Janssen Pharmaceuticals earned approval for its bispecific antibody, Rybrevant, in locally advanced or metastatic non-small cell lung cancer (NSCLC) harbouring an insertion mutation in exon 20 of the epidermal growth factor receptor (EGFR) gene.

Rybrevant’s antigen binding regions target epitopes on the EGFR and mesenchymal-epithelial transition receptor.

The approval was based on efficacy data from Janssen’s PAPILLON trial, presented at the European Society for Medical Oncology 2023 event, where patients in the experimental arm of the trial were treated with Rybrevant in combination with carboplatin and pemetrexed and patients in the control arm were treated with carboplatin and pemetrexed alone.

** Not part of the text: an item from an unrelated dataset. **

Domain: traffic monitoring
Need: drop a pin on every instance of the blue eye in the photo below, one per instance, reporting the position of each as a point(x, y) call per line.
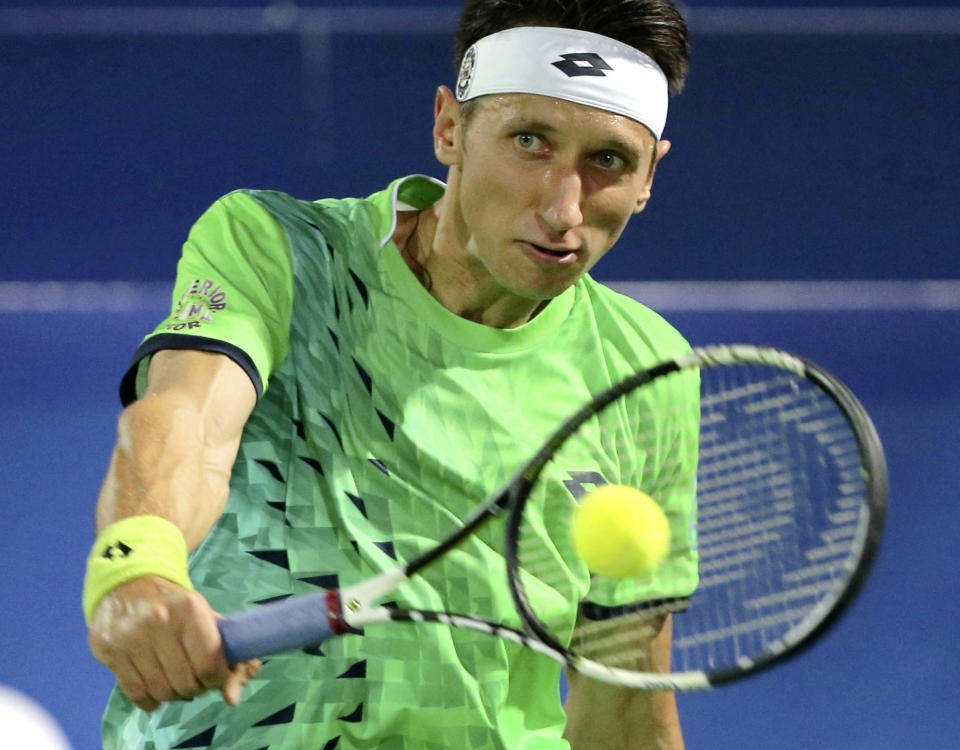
point(611, 160)
point(528, 141)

Median progression-free survival (PFS) in the triplet arm of the trial was 11.4 months while it was just 6.7 months in the doublet arm (hazard ratio/HR, 0.40; 95% confidence interval/CI: 0.30-0.53).

The triplet combination also shows a durable response in a subset of patients, as demonstrated by the 18-month PFS rates, where 69% of patients receiving the triplet and 97% of patients receiving the doublet progressed.

Overall survival rates were immature at the most recent 24-month analysis, with 44% of prespecified deaths for the final analysis occurring; however, the trend is moving in favour of the triplet combination (HR, 0.675; 95% CI: 0.42-1.09).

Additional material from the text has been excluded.